Our conclusion that the district court properly refused to apply the safety valve provision obviates the need to consider Ms. Payton's challenge to the sentence enhancement under § 2D1.1(b)(1). Because she was not eligible for the safety valve, Ms. Payton received the mandatory minimum sentence required by statute. The two-level enhancement Ms. Payton received pursuant to § 2D1.1(b)(1) therefore had no material effect on her term of incarceration. Consequently, the issue is moot and we need not address it. See United States v. Williams, 216 F.3d 611, 615 (7th Cir. 2000) (concluding that an appeal of a § 2D1.1(b)(1) enhancement was moot because the defendant received the mandatory minimum sentence).
Ms. Payton filed a supplemental brief arguing that, under United States v. Booker, 125 S.Ct. 738 (2005), the methodology used to determine her sentence violated her Sixth Amendment rights. She did not raise this argument, or any other Sixth Amendment argument, during her sentencing. Accordingly, we review for plain error. See Fed. R. Crim. P. 52(b); Booker, 125 S. Ct. at 769 ("[W]e expect reviewing courts to . . . determin[e] . . . whether the issue was raised below and whether it fails the 'plain error' test."); United States v. Gonzalez-Huerta, ___ F.3d ___, 2005 WL 807008 *3 (10th Cir. 2005) (en banc).
To establish plain error, Ms. Payton must first demonstrate that there was, in fact, an error in determining her sentence. See United States v. Cotton, 535 U.S. 625, 631 (2002); Gonzalez-Huerta, 2005 WL 807008 *3. Under Booker, district courts can commit two kinds of error when applying the Guidelines: constitutional error and non-constitutional error. Constitutional error occurs if a district court violates Booker's Sixth Amendment holding: "Any fact (other than a prior conviction) which is necessary to support a sentence exceeding the maximum authorized by the facts established by a plea of guilty or a jury verdict must be admitted by the defendant or proved to a jury beyond a reasonable doubt." Booker, 125 S.Ct. at 756; see also Gonzalez-Huerta, 2005 WL 807008 *2. A district court may also commit non-constitutional error under Booker. The Booker remedial majority corrected the Sixth Amendment error created through mandatory application of the Sentencing Guidelines by severing the statutory section that required district courts to sentence within the Guidelines range. Booker, 125 S.Ct. at 756-57 (excising 18 U.S.C. § 3553(b)(1)); Gonzalez-Huerta, 2005 WL 807008 *2. While courts must still "consult" the Guidelines, Booker, 125 S.Ct. at 767, they now have the discretion to depart from the range recommended by the Guidelines. Thus, a court commits non-constitutional error by treating the Guidelines as binding.

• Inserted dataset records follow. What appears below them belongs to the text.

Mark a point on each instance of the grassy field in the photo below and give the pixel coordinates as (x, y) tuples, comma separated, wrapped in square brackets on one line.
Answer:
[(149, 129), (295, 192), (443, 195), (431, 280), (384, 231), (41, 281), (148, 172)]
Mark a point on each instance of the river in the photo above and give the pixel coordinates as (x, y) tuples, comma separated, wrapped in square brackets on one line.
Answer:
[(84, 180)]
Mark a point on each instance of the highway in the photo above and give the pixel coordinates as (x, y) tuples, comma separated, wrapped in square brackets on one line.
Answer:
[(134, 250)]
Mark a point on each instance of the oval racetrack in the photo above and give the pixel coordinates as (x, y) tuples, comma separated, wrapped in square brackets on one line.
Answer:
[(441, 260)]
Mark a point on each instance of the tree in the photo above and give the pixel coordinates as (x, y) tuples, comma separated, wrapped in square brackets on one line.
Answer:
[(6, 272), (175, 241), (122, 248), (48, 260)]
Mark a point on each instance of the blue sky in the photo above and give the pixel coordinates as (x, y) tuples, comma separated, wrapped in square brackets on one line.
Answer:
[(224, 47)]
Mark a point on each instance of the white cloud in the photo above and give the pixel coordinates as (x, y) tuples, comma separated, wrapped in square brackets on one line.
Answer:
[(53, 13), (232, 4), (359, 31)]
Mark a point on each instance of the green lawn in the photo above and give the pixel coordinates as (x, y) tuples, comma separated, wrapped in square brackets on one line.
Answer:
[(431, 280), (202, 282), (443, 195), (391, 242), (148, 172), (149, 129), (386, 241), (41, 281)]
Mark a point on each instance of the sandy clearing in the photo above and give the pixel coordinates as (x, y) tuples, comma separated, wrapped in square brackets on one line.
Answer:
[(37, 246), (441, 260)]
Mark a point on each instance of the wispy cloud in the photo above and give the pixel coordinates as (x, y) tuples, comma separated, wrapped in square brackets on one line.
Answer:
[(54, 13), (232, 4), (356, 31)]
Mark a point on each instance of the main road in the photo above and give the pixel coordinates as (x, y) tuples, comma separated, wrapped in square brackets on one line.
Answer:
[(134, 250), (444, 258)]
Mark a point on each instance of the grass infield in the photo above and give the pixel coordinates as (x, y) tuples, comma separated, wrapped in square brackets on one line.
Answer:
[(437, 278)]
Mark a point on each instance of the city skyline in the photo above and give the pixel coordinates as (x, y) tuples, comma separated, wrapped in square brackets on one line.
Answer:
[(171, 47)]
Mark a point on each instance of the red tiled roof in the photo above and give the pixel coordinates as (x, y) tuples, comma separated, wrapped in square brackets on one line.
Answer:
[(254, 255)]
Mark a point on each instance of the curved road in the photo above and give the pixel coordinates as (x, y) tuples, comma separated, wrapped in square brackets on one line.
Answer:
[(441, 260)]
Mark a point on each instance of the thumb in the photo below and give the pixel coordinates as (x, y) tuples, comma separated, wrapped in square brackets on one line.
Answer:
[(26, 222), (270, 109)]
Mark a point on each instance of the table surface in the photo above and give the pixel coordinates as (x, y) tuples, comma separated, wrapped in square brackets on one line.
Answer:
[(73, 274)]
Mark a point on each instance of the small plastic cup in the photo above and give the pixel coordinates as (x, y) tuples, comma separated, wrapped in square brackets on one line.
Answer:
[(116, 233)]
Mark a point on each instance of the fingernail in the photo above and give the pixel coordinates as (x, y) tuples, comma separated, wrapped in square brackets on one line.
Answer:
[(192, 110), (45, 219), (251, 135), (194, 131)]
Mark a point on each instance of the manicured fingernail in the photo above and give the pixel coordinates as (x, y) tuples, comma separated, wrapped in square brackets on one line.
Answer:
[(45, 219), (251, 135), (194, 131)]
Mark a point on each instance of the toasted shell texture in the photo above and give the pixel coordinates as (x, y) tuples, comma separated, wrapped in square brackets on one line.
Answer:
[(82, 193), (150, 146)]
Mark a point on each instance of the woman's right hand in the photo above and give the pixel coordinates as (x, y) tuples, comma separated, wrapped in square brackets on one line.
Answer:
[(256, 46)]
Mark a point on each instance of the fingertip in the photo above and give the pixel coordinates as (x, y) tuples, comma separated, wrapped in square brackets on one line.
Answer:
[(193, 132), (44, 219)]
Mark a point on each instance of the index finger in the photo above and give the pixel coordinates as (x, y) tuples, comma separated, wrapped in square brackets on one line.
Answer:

There was no constitutional error in sentencing Ms. Payton. She pleaded guilty to violating 21 U.S.C. §§ 841(a)(1), 841(b)(1)(A)(viii), and 846, and received the mandatory minimum sentence of 120 months. The district court's finding that she possessed firearms did not increase her sentence beyond the maximum authorized by her plea--indeed, she received the required minimum sentence. The judicially found facts had no constitutionally significant impact on Ms. Payton's sentence.
Likewise, there was no non-constitutional Booker error in sentencing Ms. Payton. Based on the admitted facts in her guilty plea, the district court had no discretion under the statute to do other than impose the mandatory minimum sentence. See United States v. Rojas-Coria, 401 F.3d 871, 874 n.4 (8th Cir. 2005) (concluding that Booker does not apply to the application of mandatory minima); United States v. Vieth, 397 F.3d 615, 620 (8th Cir. 2005) (same).
Ms. Payton also argues that the district court's refusal to impose a sentence below the mandatory minimum through application of the § 5C1.2(a)(2) safety valve provision violated her Sixth Amendment rights. This argument relies on an overly broad understanding of Booker's Sixth Amendment holding. Booker does not prohibit any and all judicial fact-finding; rather, Booker only proscribes judicial fact-finding that increases a sentence beyond the maximum authorized by the jury verdict. Booker, 125 S.Ct. at 756. Nothing in Booker's holding or reasoning suggests that judicial fact-finding to determine whether a lower sentence than the mandatory minimum is warranted implicates a defendant's Sixth Amendment rights.
Ms. Payton also contends that the judicially found fact that she possessed firearms makes her ineligible for prison drug treatment programs. This argument is not correct; at most this factual finding may imperil her early release if she successfully completes a drug treatment program. See 18 U.S.C. § 3621(e). Moreover, her eligibility for drug treatment programs is a matter for the Bureau of Prisons and is not properly before this Court. See id.
The judgment of the United States District Court for the District of Wyoming is AFFIRMED.
*. After examining the briefs and appellate record, this panel has determined unanimously that oral argument would not materially assist the determination of this appeal. See Fed. R. App. P. 34(a)(2); 10th Cir. R. 34.1(G).
1.See page 10, below.
2. The other guns and drugs were also concealed throughout her residence. The police found three-quarters of a pound of methamphetamine and a .44 magnum revolver hidden in a chair in the living room, three guns stored in a secret compartment under the bathtub, and another 8-ball of methamphetamine and a pyrex dish containing methamphetamine in the kitchen. "8-ball" refers to an eighth of an ounce. See, e.g., United States v. Quintana, 70 F.3d 1167, 1171 (10th Cir. 1995).
3. Ms. Payton admitted being present on another occasion when her co-defendant traded methamphetamine for a firearm. Rec. Vol. 3 at 63. The Supreme Court has held that "a criminal who trades firearms for drugs 'uses' it during and in relation to the drug trafficking offense within the meaning of" 18 U.S.C. § 924(c)(1), which prescribes a range of mandatory minimum sentences for use of a firearm in connection with violent crimes and drug trafficking offenses. Smith v. United States, 508 U.S. 223, 241 (1993).